Linear CombinationsOrthogonalityBasis Vectors
Linear Combinations
A linear combination is a way to express a vector using a set of basis vectors. Think of basis vectors as building blocks, like toy blocks you would use to build a tower. Similarly, any vector in the space can be built using these building blocks. In mathematical terms, if we have a set of basis vectors \( \{\mathbf{v}_1, \mathbf{v}_2, \ldots, \mathbf{v}_n\} \), you can create any vector \( \mathbf{x} \) in that space by combining these basis vectors with some weights (or coefficients) like this: \[\mathbf{x} = a_1\mathbf{v}_1 + a_2\mathbf{v}_2 + \cdots + a_n\mathbf{v}_n\] Here, \(a_1, a_2, \ldots, a_n\) are the coefficients that scale the basis vectors. For another vector \( \mathbf{y} \), we can similarly express it as: \[\mathbf{y} = b_1\mathbf{v}_1 + b_2\mathbf{v}_2 + \cdots + b_n\mathbf{v}_n\] The beauty is that every vector in your space can be captured using these linear combinations, the coefficients just tell you how much of each piece—each basis vector—you need.
Orthogonality
In the context of inner product spaces, orthogonality tells us about the relationship between pairs of vectors. When two vectors are orthogonal, it means they are at right angles to each other—like the axes on a graph. But mathematically in an inner product space, this means their inner product is zero. For two vectors \( \mathbf{u} \) and \( \mathbf{v} \), this is expressed as: \[ \langle \mathbf{u}, \mathbf{v} \rangle = 0 \] Orthogonality is important when dealing with basis vectors. If your basis vectors are orthogonal, it simplifies many calculations. Specifically,
  • The inner product of different basis vectors \( \langle \mathbf{v}_i, \mathbf{v}_j \rangle \) is zero if \( i eq j \).
  • This means when you're working with sums of multiples of these vectors, all terms cancel out except when you're dealing with the same basis vector.
This makes checking whether two different expressed vectors are equal (like in our solution) much simpler because for a pair of orthogonal vectors, you're really only comparing the coefficients of the same vector. If each pair of coefficients are equal, the whole vectors are the same.
Basis Vectors
Basis vectors are a set of vectors in a vector space that, much like coordinates on a map, provide a reference to locate every point or vector in that space.
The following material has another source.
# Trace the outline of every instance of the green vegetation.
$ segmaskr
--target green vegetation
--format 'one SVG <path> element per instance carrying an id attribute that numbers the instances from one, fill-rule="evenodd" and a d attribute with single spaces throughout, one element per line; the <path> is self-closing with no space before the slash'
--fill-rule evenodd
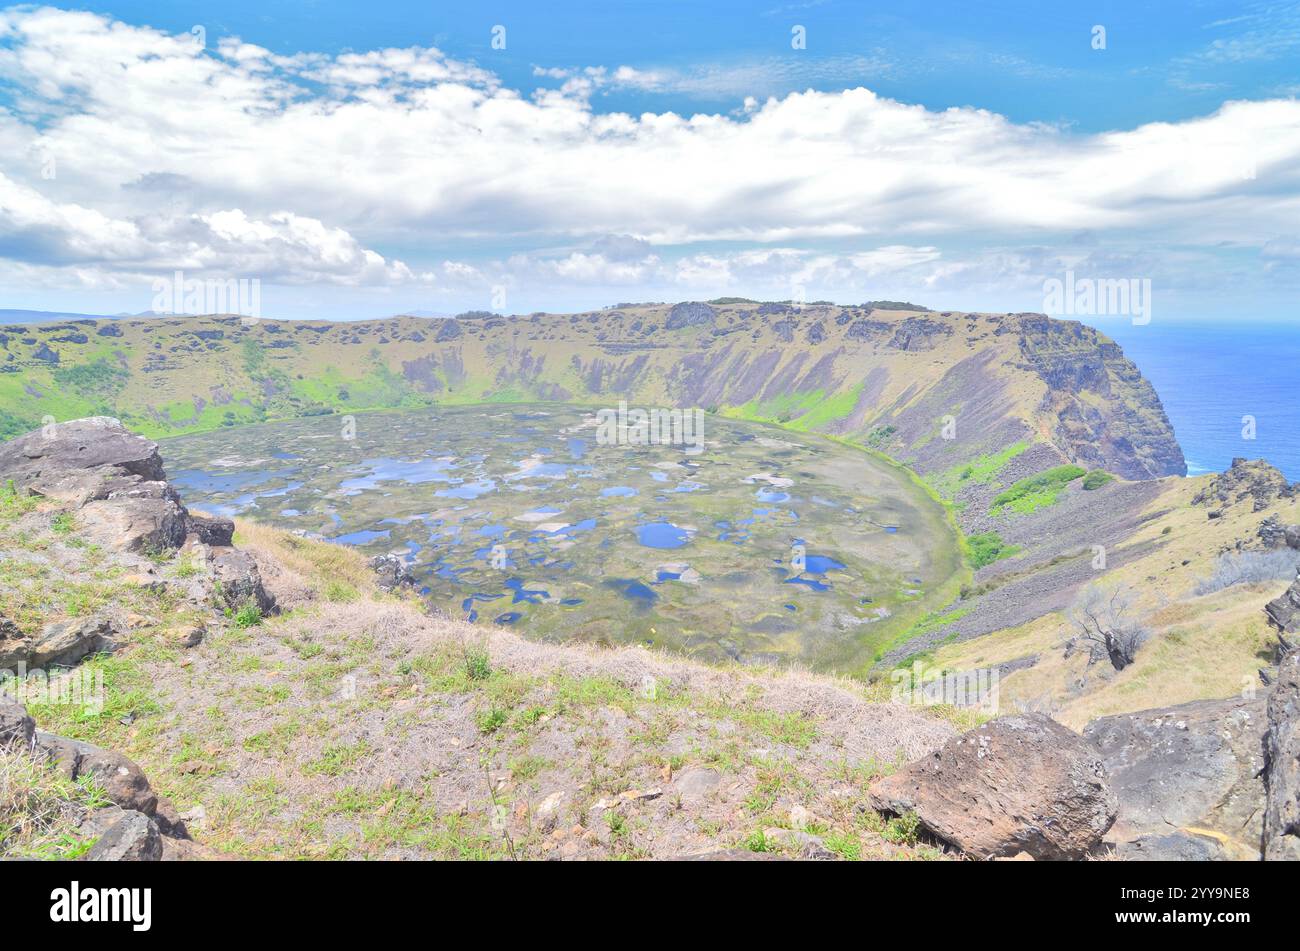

In simpler terms, these are the minimal number of vectors that span a space. You can think of them as directions that you can follow using the right coefficients. Each basis vector points uniquely in a direction and is key to building all other vectors. Here's what makes them special:
  • Spanning the Space: Any vector in the space can be expressed as a linear combination of basis vectors. This means they cover the entire space, no gaps.
  • Linearly Independent: None of the basis vectors can be formed by a combination of others in the set. They're each bringing something unique to the table.
In our problem, we've considered vectors \( \mathbf{x} \) and \( \mathbf{y} \) using a set of basis vectors \( \{\mathbf{v}_1, \mathbf{v}_2, \ldots, \mathbf{v}_n\} \). This means that knowing the relationship between these basis vectors allows us to explore and prove relations between any vectors built with them, such as \( \mathbf{x} \) and \( \mathbf{y} \). Ensuring that each combination has its unique coefficients offers a simplified way to equate and compare vectors within the space.